Dragon 95: When odd becomes cool
There are certain issues of Dragon Magazine that resonate with me, and then there are others that have absolutely no meaning whatsoever. The latter had been the case for Issue #95 from March 1985 until I took it down from my collection to have a look for today’s AotG review.
Now I probably had never read this issue because the cover doesn’t speak to me. It was always a rather odd and far too realistic cover concerning a 1970s thrift shop feel. Still, upon taking the time to really study Dean Morrissey’s work, entitled ‘Toad’s Cloak Armorsmith Shop’, I began to feel that I’d missed something all along. Although I’m still not sure I truly ‘get’ what Morrissey was doing with this piece, he’s certainly captured a feel that hinges on modern day veiled fantasy. His colors are brilliant and his people believable in the extreme, but perhaps the greatest aspect of this piece is the Roger Raupp art direction.
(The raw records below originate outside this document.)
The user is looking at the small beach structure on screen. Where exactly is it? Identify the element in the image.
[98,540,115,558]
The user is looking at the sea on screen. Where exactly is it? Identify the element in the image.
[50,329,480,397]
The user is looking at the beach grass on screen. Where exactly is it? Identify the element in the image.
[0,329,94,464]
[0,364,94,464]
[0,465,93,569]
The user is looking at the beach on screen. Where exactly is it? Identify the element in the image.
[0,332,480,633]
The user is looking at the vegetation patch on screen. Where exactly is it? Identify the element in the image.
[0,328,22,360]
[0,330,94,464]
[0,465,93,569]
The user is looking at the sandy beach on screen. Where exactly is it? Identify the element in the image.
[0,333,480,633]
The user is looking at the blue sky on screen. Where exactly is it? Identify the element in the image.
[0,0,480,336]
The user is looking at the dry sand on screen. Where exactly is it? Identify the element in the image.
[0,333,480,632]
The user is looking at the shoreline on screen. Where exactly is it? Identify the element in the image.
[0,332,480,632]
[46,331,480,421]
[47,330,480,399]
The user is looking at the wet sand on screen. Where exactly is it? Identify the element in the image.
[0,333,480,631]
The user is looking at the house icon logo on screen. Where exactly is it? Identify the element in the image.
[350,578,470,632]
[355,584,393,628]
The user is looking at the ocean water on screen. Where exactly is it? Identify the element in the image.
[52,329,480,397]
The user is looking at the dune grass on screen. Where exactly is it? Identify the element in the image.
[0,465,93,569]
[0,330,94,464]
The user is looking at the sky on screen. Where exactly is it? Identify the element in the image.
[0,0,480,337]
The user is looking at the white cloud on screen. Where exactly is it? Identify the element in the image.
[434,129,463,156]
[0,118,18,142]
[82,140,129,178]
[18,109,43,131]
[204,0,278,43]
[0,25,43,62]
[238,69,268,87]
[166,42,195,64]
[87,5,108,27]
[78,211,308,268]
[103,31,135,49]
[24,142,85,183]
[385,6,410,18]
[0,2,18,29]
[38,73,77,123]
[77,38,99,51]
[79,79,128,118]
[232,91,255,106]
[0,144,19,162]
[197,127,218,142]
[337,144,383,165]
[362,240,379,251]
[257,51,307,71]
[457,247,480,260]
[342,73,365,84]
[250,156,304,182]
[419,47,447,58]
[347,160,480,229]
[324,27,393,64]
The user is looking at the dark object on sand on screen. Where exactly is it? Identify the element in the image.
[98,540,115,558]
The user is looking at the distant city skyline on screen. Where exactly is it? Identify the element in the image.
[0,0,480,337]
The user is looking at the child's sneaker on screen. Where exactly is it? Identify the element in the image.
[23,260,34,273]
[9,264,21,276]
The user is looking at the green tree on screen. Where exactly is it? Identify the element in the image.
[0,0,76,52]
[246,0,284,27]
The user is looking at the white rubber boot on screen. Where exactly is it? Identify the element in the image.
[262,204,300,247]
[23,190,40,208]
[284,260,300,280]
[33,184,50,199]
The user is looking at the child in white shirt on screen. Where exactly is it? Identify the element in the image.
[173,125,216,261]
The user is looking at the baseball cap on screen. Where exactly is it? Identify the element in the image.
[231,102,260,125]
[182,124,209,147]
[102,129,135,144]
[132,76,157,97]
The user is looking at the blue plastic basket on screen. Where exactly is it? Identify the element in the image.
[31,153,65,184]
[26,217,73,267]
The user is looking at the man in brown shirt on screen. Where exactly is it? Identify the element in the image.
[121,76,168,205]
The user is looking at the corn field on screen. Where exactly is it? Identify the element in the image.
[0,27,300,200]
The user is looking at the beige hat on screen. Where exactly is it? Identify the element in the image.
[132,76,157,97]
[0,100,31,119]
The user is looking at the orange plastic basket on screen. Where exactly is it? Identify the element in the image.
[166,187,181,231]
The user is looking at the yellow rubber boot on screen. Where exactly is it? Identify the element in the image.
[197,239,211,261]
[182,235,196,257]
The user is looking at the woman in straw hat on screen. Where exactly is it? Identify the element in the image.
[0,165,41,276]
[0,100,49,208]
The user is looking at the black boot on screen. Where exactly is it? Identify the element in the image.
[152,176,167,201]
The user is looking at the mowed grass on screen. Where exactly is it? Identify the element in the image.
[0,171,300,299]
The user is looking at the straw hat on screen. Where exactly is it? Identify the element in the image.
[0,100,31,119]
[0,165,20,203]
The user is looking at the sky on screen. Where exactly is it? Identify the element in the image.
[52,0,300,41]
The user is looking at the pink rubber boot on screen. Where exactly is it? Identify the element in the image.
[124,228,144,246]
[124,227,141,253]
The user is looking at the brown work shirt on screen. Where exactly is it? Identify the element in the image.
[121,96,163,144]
Raupp, as has been established on more than one occasion, was a great art director because he took risks others weren’t willing to take and always let the artist do what inspired them, not what he thought would sell. For that reason we sometimes get extremely ‘odd’ covers like the Morrissey piece, but taken with all the other more standardized covers from Dragon, it really stands out and makes one appreciate that artistic feel of the genre.
Inside the pages of this issue, readers are provided with two wonderful things, a lifting of some level limits to Demi-humans by Gygax himself, and also the RPGA adventure ‘Into the Forgotten Realms’ by Ed Greenwood, which of course predated the release of the Forgotten Realms boxed set.
Artistically, there are some decent pieces, a couple of course by Roger Raupp who always managed to provide pieces for issues when they were needed, and another by none other than Den Beauvais who does a full color illustration for Gordon Linzner’s short story ‘Desperate Acts’. I don’t think it is one of Den’s best works, but man is it nice to see him doing something other than covers!
In all, Issue #95 is a very, very nice Dragon, and I was happy I took the time to not only review the art, but also read the great gaming content inside.